Mark Webber to attack in vital first corner
Mark Webber has promised to attack team-mate Sebastian Vettel at the first corner of the European Grand Prix after the German beat him to pole position by less than a tenth of a second.
Following a spectacular Canadian Grand Prix two weeks ago, many are expecting a more ‘conventional’ race this weekend, thanks to the lack of overtaking opportunities on Valencia’s street layout. With no refuelling in 2010, and no rain expected during the race, Webber is well aware of the importance of the opening lap.
“If there’s a chance to overtake we will go for it,” he said of a potential first corner showdown with Vettel.
“I think we’ve had some races here in the past when people have struggled to stay awake, so I think we will see how it is tomorrow. I think we’re going to have … not like Canada in terms of a Grand Prix like we saw there.
“The first few guys are pretty quick on pace and it’s going to be a good fight but we have some very good ammunition in the Grand Prix tomorrow where we’re quicker.”
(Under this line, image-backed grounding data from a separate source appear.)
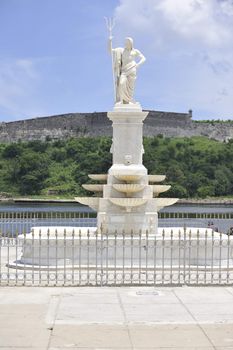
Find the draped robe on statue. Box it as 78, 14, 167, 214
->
113, 48, 138, 104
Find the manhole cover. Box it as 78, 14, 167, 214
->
136, 290, 160, 296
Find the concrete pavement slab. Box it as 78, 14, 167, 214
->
186, 303, 233, 315
123, 303, 195, 323
49, 348, 129, 350
0, 286, 233, 349
49, 348, 215, 350
0, 287, 53, 305
49, 325, 132, 349
174, 286, 233, 304
0, 304, 50, 348
49, 348, 131, 350
58, 291, 119, 304
200, 324, 233, 347
60, 287, 118, 296
55, 302, 125, 324
0, 348, 48, 350
133, 348, 215, 350
49, 348, 94, 350
185, 303, 233, 323
191, 314, 233, 323
128, 324, 213, 348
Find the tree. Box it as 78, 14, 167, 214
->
51, 148, 67, 162
166, 164, 185, 184
167, 184, 188, 198
16, 152, 50, 195
2, 144, 22, 159
197, 185, 215, 198
20, 173, 44, 194
27, 140, 48, 153
185, 173, 209, 197
214, 168, 232, 196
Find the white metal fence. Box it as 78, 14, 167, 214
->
0, 210, 232, 236
1, 226, 233, 286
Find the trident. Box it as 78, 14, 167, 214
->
104, 17, 117, 103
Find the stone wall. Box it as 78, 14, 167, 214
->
0, 110, 232, 142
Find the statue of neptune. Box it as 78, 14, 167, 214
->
108, 36, 146, 104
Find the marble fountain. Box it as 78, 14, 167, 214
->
9, 34, 233, 271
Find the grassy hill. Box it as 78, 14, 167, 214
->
0, 136, 232, 199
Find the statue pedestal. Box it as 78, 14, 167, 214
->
107, 107, 148, 167
97, 106, 156, 234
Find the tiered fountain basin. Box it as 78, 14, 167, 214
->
152, 185, 171, 196
82, 184, 171, 197
75, 197, 178, 212
82, 184, 104, 192
87, 174, 167, 183
109, 198, 148, 212
9, 226, 233, 269
88, 174, 108, 181
74, 197, 100, 211
75, 172, 178, 234
148, 175, 166, 182
113, 184, 145, 194
114, 174, 143, 182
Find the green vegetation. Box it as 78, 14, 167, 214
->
0, 136, 232, 199
194, 119, 233, 124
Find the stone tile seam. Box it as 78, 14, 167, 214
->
225, 287, 233, 297
46, 294, 63, 350
116, 290, 134, 350
173, 289, 217, 350
52, 320, 233, 325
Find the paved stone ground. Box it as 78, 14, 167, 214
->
0, 286, 233, 349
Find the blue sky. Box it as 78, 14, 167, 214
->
0, 0, 233, 121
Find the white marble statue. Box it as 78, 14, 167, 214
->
105, 17, 146, 105
108, 37, 146, 104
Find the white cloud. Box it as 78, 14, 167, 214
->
220, 0, 233, 16
114, 0, 233, 49
113, 0, 233, 118
155, 0, 232, 46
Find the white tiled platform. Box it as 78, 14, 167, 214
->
0, 286, 233, 349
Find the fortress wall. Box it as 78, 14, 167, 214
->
0, 110, 232, 142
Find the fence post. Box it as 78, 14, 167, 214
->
0, 230, 2, 285
183, 224, 187, 285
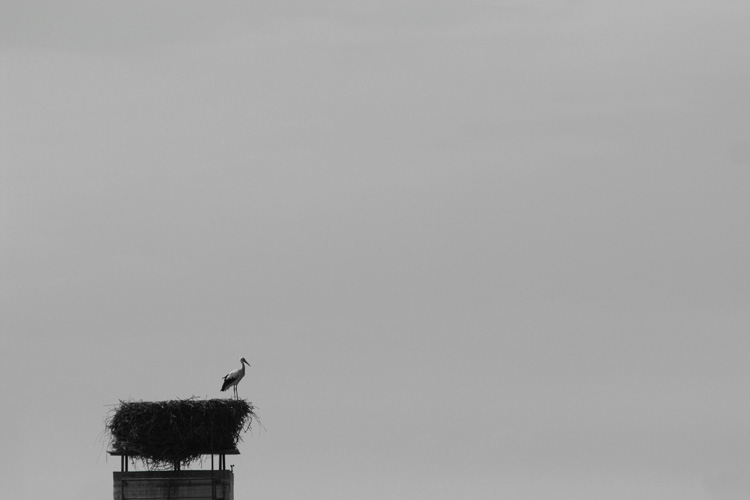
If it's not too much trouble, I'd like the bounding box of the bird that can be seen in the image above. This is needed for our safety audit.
[221,357,250,400]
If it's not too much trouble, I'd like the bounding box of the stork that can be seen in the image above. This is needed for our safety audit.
[221,357,250,400]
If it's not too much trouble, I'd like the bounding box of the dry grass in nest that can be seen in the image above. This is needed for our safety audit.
[106,398,257,469]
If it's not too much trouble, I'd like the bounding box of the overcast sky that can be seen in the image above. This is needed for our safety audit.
[2,2,750,499]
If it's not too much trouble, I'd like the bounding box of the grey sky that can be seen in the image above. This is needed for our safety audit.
[2,2,750,499]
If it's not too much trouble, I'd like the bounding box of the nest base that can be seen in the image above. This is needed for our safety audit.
[106,398,256,469]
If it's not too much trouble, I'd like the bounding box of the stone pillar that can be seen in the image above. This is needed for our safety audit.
[113,470,233,500]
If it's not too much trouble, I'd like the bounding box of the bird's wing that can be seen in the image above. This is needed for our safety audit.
[220,368,242,391]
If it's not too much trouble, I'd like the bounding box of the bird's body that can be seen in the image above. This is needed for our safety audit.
[221,357,250,399]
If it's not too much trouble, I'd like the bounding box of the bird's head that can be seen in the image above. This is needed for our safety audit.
[241,357,250,366]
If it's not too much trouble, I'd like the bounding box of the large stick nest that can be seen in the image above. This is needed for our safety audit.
[106,398,257,468]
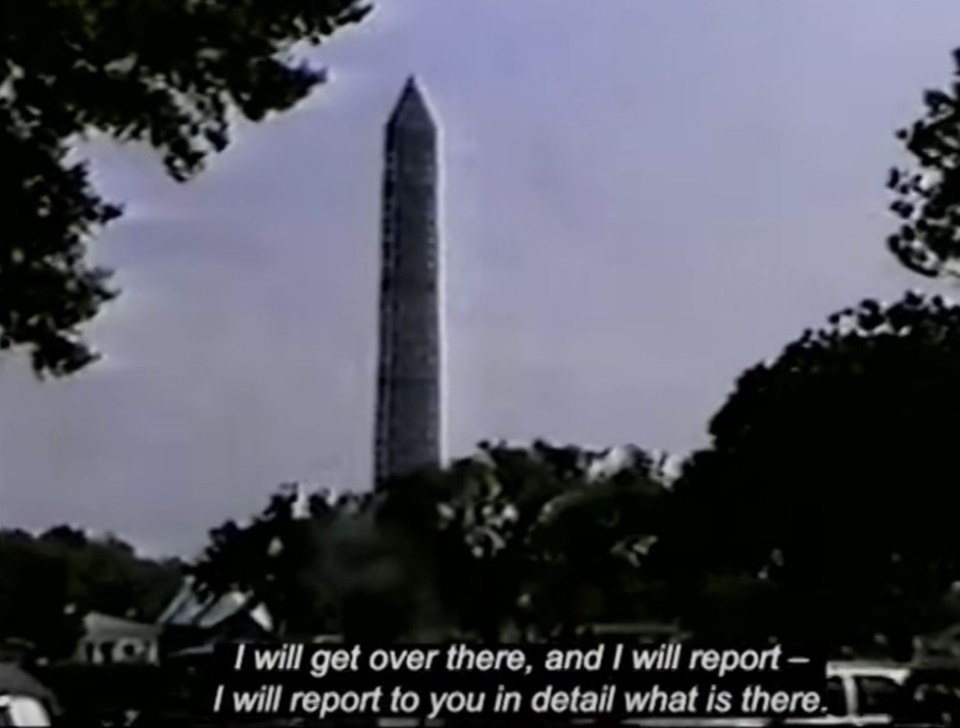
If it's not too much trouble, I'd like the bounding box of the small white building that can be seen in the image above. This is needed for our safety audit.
[73,612,161,665]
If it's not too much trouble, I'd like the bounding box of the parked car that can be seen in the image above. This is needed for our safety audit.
[619,661,936,728]
[811,661,916,725]
[790,660,947,727]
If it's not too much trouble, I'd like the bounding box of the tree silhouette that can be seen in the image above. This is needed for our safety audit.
[378,441,669,641]
[194,444,670,644]
[888,48,960,277]
[191,484,433,641]
[667,292,960,653]
[1,0,370,376]
[189,484,344,637]
[0,527,182,659]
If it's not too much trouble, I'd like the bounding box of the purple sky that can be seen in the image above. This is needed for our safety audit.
[2,0,957,557]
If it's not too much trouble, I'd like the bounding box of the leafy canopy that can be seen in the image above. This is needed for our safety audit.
[672,292,960,648]
[0,526,182,659]
[192,442,670,643]
[377,441,669,640]
[1,0,370,376]
[888,49,960,277]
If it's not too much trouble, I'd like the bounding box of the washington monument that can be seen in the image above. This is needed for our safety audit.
[373,77,444,485]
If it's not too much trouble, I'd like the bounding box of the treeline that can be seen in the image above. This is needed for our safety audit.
[186,292,960,656]
[0,526,183,658]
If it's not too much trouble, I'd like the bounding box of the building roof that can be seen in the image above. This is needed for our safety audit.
[81,612,161,641]
[157,580,273,633]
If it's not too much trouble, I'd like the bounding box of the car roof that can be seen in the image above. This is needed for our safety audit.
[827,661,910,682]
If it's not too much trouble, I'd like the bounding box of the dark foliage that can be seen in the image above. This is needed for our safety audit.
[189,484,343,637]
[669,292,960,652]
[377,441,670,641]
[0,0,371,376]
[889,49,960,277]
[191,443,670,643]
[0,526,183,658]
Part of that ammunition is an F-Duct system, which Red Bull is set to race for the first time. A previous version of the wing-stalling device was trialled during practice in Turkey, but shelved before the race.
“It’s a very complicated system,” Webber explained after qualifying in Valencia.
“McLaren has had quite a long period of time with it and teams are trying to close the gap to a point where it’s sensible but we are realistic – we’re never going to have the system probably as nicely integrated into the car and everything as McLaren have, because they designed the car with it. So we’ve had to adapt something a little bit different and try to make the system work.
“We are not losing in the corners with the F-duct. We’re confident the car is behaving well. We’re confident it’s a bit quicker, so that’s why we elected to race it. In Turkey that was not the case and we had some small problems with it there, which, to be honest – we had our eyes wide open – we expected to probably have some problems because it’s not easy. We’re learning.”